Le classi di motilità sono:
PROGRESSIVA (PR) – spermatozoi che si muovono rapidamente sia con moto rettilineo che in grossi cerchi senza tener presente la velocità, ma valutando la loro progressione.
NON PROGRESSIVA (NP) – spermatozoi che si muovono senza progressione, movimento in situ.
ASSENTE (IM) – spermatozoi immobili.
Una motilità normale è definita da una percentuale di spermatozoi con motilità progressiva (PR) superiore al 32%. Per valori inferiori si parla di astenozoospermia.
ALTRE OSSERVAZIONI DA ESEGUIRE:
ZONE DI AGGLUTINAZIONE
Si definiscono agglutinazioni specifiche quelle in cui gli spermatozoi mobili aderiscono tra di loro, testa-testa, coda-coda o in forma mista.
La presenza di agglutinazioni non è sufficiente per dedurre una causa immunologica di infertilità, ma è suggestiva della presenza di anticorpi antispermatozoo.
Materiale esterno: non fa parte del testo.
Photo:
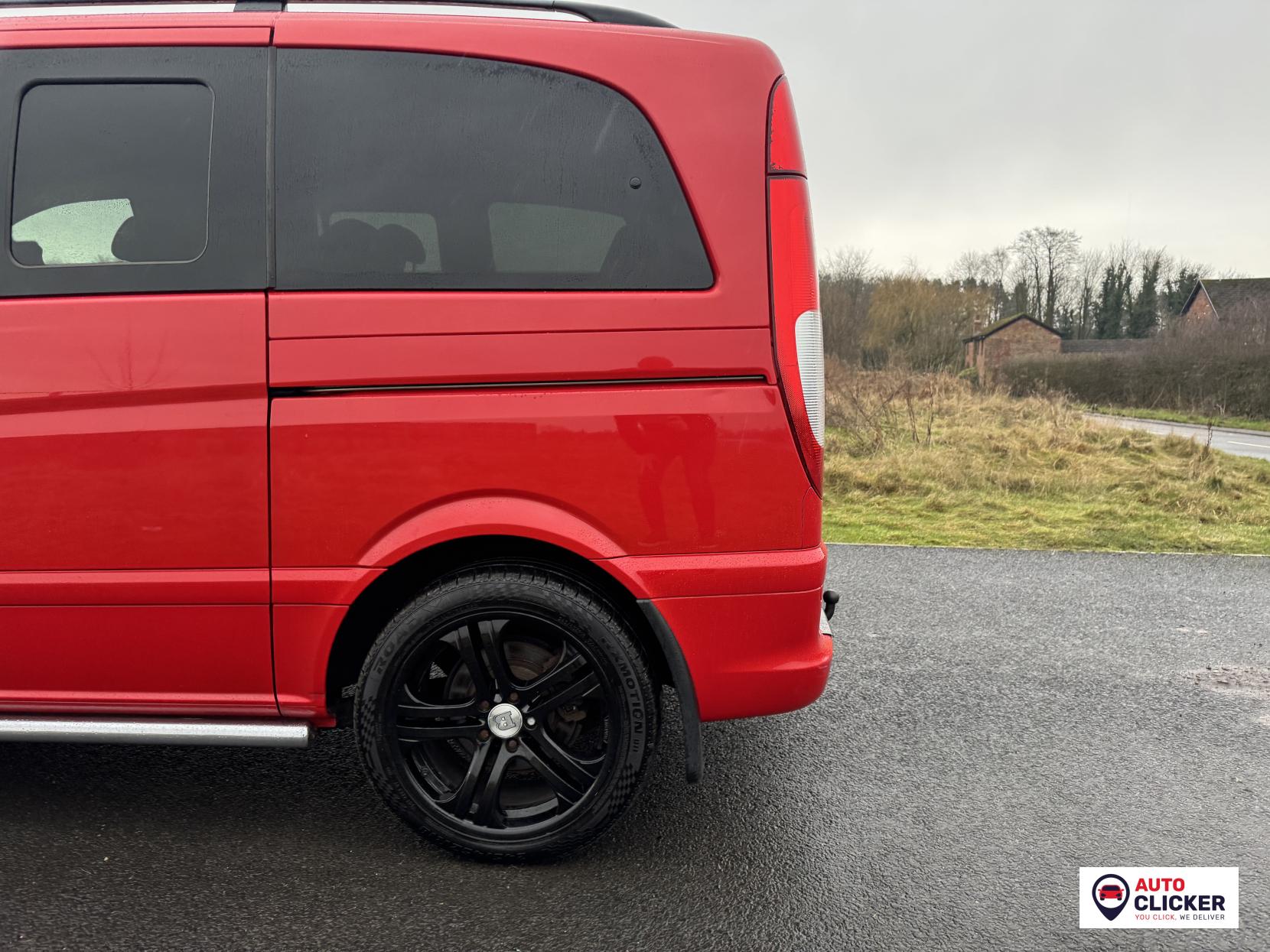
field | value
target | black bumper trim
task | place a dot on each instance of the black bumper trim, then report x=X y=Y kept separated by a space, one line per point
x=682 y=681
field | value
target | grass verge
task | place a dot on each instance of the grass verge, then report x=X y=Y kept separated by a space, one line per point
x=927 y=461
x=1239 y=423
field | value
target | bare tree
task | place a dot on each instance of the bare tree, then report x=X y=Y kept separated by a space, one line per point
x=848 y=278
x=1047 y=259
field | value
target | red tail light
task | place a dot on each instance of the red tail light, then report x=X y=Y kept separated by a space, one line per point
x=795 y=291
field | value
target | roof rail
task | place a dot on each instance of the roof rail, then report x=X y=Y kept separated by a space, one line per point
x=594 y=13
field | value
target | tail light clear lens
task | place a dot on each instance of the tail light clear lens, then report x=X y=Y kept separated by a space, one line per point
x=809 y=343
x=795 y=291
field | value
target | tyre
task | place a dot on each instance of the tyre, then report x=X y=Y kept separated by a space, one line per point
x=507 y=713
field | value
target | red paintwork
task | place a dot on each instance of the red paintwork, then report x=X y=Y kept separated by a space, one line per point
x=795 y=291
x=785 y=151
x=506 y=358
x=646 y=470
x=138 y=659
x=136 y=432
x=132 y=433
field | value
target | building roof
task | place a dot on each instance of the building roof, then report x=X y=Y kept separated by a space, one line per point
x=1102 y=346
x=1005 y=323
x=1233 y=294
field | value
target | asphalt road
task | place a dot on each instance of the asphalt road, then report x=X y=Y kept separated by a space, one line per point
x=1229 y=440
x=995 y=720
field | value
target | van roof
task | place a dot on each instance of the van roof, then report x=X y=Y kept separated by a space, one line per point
x=594 y=13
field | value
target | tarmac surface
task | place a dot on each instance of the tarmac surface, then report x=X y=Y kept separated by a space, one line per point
x=1255 y=444
x=993 y=721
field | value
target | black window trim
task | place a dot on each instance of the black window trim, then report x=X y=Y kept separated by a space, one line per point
x=702 y=232
x=236 y=255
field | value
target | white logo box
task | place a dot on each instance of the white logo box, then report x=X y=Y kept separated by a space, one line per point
x=1175 y=898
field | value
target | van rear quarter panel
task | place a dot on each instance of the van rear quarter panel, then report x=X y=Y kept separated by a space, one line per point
x=657 y=467
x=633 y=428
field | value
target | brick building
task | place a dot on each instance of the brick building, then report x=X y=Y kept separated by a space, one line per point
x=1008 y=340
x=1239 y=304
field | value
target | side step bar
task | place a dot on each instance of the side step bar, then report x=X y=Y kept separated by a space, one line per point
x=157 y=730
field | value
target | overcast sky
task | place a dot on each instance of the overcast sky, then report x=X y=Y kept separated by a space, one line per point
x=936 y=126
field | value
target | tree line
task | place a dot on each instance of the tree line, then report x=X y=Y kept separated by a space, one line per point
x=874 y=317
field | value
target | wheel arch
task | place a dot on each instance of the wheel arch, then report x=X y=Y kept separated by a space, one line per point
x=402 y=580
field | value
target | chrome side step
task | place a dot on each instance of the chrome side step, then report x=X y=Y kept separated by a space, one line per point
x=157 y=730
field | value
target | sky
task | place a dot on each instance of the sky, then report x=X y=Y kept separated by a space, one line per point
x=939 y=126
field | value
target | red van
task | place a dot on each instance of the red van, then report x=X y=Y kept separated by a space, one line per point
x=452 y=373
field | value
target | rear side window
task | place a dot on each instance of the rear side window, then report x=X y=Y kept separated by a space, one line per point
x=134 y=171
x=112 y=174
x=412 y=171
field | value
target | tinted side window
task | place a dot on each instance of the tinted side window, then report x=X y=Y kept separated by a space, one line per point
x=412 y=171
x=112 y=174
x=134 y=171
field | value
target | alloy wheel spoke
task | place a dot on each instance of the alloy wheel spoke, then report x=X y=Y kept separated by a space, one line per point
x=460 y=804
x=554 y=681
x=469 y=649
x=437 y=731
x=579 y=771
x=415 y=709
x=567 y=790
x=582 y=688
x=488 y=791
x=498 y=667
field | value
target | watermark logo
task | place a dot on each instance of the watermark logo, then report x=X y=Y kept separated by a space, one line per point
x=1160 y=898
x=1110 y=895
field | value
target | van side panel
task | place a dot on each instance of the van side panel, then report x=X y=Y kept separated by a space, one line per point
x=659 y=469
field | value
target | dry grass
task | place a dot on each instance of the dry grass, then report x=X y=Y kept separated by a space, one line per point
x=926 y=460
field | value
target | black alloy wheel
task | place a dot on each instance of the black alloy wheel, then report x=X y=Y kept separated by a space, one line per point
x=507 y=713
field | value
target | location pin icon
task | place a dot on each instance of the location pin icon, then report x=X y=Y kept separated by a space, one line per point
x=1110 y=895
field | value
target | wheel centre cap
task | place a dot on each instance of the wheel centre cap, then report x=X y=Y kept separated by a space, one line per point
x=504 y=721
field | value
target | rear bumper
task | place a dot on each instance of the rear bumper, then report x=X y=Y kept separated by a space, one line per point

Il test utilizzato è il MAR test o Immunobead che risulta patologico quando più del 50% degli spermatozoi presenta particelle adese alla testa, al collo, o alla coda.
VITALITA'
La vitalità degli spermatozoi è definita dalla percentuale di cellule vive, valutata in laboratorio con un colorazione specifica. La percentuale di spermatozoi vitali viene valutata identificando quelli con membrana cellulare intatta, e cioè si valuta la loro capacità di non accettare sostanze dall'esterno. La valutazione va effettuata preferibilmente entro 30 minuti. La sostanza usata è l'eosina che va mescolata con uguale volume di liquido seminale; si distinguono le forme vive da quelle morte , osservando, in un campo, quanti spermatozoi risultano colorati di rosso ( spermatozoi morti) e quanti di bianco ( spermatozoi vivi).
Le linee guida del WHO ritengono opportuno effettuare la valutazione della vitalità per campioni con meno del 40% di motilità progressiva. La presenza di un'ampia percentuale di spermatozoi vitali ma immobili può essere indicativa di alterazioni strutturali del flagello.
Bibliografia
World Healt Organization (2010) WHO Laboratory Manual for the Examination and processing of human semen. FIFTH EDITION. Cambridge University Press, Cambridge.